The Policy interface contains a single method get_location, which returns the AvailableLocation chosen for placement or None if there is no available location.

async def get_location(
    self,
    context: StreamFlowContext,
    job: Job,
    hardware_requirement: Hardware,
    available_locations: MutableMapping[str, AvailableLocation],
    jobs: MutableMapping[str, JobAllocation],
    locations: MutableMapping[str, MutableMapping[str, LocationAllocation]],
) -> AvailableLocation | None:
    ...

The get_location method receives much information about the current execution context, enabling it to cover a broad class of potential scheduling strategies. In particular, the context parameter can query all the StreamFlow’s relevant data structures, such as the Database, the DataManager, and the DeploymentManager.

The Job parameter contains the Job object to be allocated, and the hardware_requirement parameter is a Hardware object specifying the Job’s resource requirements. The available_locations parameter contains the list of locations available for placement in the target deployment. They are obtained by calling the get_available_locations method of the related Connector object.

An AvailableLocation object should specify the stacked flag to state if the location relies on hardware resources from the underlying wrapped locations (e.g., a Docker container) or not (e.g., a Slurm submission to a remote node). When stacked is true, a Scheduler implementation should take into account the lower levels of the stack to validate if the execution environment provides enough resources for running a Job. Conversely, when stacked is false (the default value), the Scheduler should only consider hardware information provided by the current AvailableLocation object.

Note that a Scheduler implementation should run these checks before calling the get_location method of a scheduling Policy, properly filtering the available_locations parameter before propagating it. Therefore, the available_locations parameter should only contain the locations that satisfy the hardware requirements of the processed Job object.

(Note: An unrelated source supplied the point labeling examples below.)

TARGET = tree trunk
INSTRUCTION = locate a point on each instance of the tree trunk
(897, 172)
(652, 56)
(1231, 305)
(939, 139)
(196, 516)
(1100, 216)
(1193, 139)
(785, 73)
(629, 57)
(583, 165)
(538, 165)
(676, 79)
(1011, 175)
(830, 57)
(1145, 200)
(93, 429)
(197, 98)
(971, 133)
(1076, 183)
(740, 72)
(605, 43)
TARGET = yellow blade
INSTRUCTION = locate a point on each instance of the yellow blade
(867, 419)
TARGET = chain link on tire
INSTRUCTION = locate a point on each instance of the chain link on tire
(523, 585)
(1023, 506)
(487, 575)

The jobs and locations parameters describe the current status of the workflow execution. The jobs parameter is a dictionary of JobAllocation objects, containing information about all the previously allocated Job objects, indexed by their unique name. Each JobAllocation structure contains the Job name, its target, the list of locations associated with the Job execution, the current Status of the Job, and the hardware resources allocated for its execution on each selected location.

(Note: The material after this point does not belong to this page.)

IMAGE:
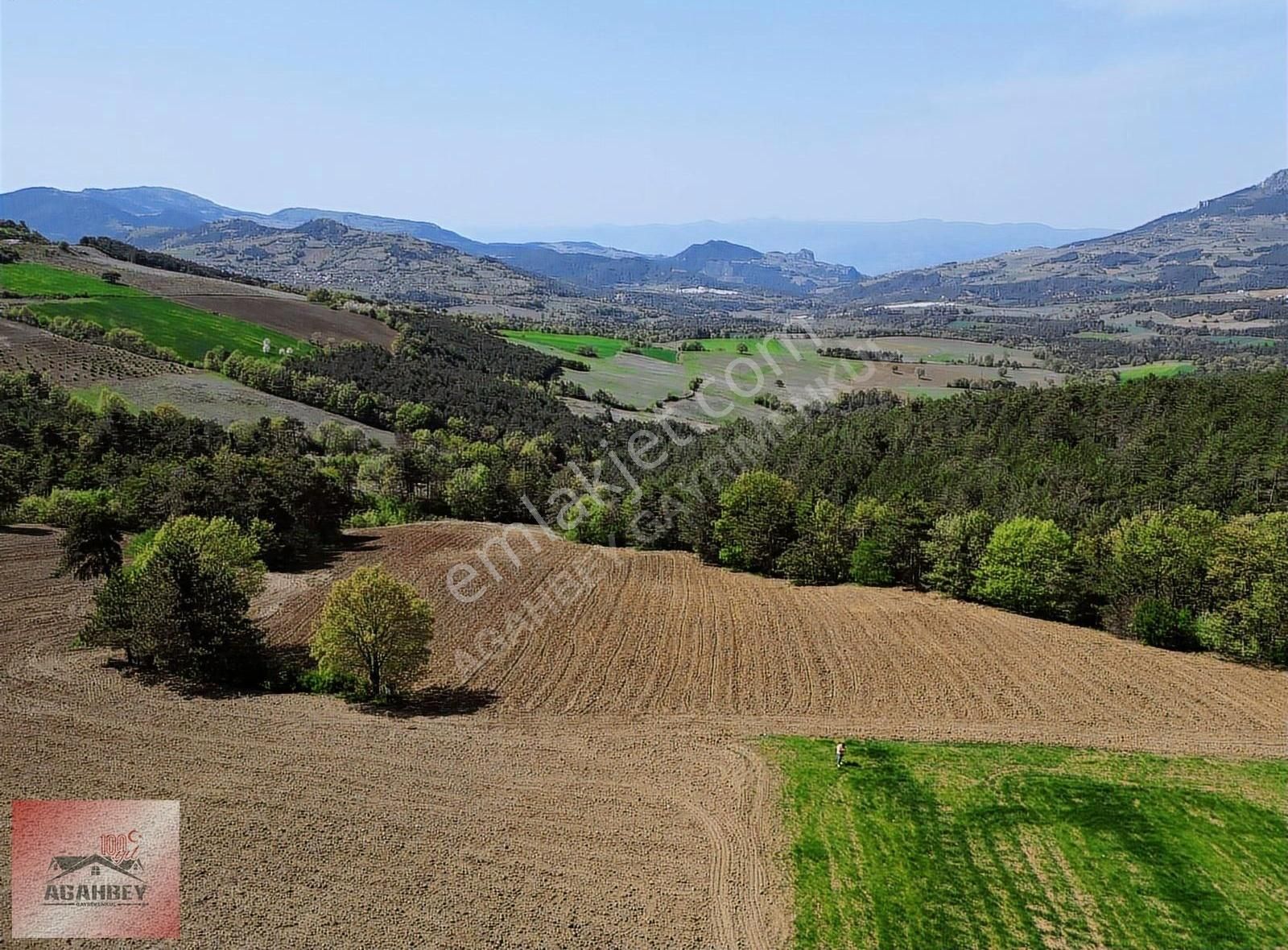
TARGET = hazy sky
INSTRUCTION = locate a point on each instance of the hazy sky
(1071, 112)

The locations parameter is the set of locations allocated to at least one Job in the past, indexed by their deployment and unique name. Each LocationAllocation object contains the location name, the name of its deployment, and the list of Job objects allocated to it, identified by their unique name.

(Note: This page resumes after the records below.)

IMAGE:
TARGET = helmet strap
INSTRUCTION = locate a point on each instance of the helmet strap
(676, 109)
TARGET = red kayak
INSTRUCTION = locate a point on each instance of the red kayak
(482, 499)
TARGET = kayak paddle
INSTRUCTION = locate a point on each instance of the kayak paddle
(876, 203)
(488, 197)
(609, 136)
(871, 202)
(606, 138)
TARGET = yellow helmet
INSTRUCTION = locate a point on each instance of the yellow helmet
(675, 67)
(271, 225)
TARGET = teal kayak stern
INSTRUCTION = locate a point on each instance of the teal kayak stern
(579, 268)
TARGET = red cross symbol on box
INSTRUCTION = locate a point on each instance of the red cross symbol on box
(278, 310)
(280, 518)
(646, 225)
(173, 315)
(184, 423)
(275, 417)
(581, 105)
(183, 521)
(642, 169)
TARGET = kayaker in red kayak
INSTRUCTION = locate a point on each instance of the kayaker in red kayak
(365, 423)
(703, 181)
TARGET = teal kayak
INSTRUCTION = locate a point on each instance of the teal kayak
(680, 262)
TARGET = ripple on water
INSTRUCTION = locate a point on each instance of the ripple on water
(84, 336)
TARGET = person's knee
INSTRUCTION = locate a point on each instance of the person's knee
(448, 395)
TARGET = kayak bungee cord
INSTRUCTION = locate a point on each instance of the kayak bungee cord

Note that when multiple locations are stacked through the wraps directive and specify the stacked flag, a LocationAllocation object contains also the jobs allocated to the locations that wrap the associated AvailableLocation object, either directly or indirectly. Conversely, JobAllocation objects only register direct allocations.

Implementations

Type	Class
data_locality	streamflow.scheduling.policy.data_locality.DataLocalityPolicy

The DataLocalityPolicy is the default scheduling policy in StreamFlow. The adopted strategy is the following:

File input tokens are sorted by weight in descending order;
All the locations containing the related files are retrieved from the DataManager for each token. If data are already present in one of the available locations, that location is chosen for placement;
If data-driven allocation is not possible, one location is randomly picked up from the remaining ones;
If there are no available locations, return None (and queue the Job).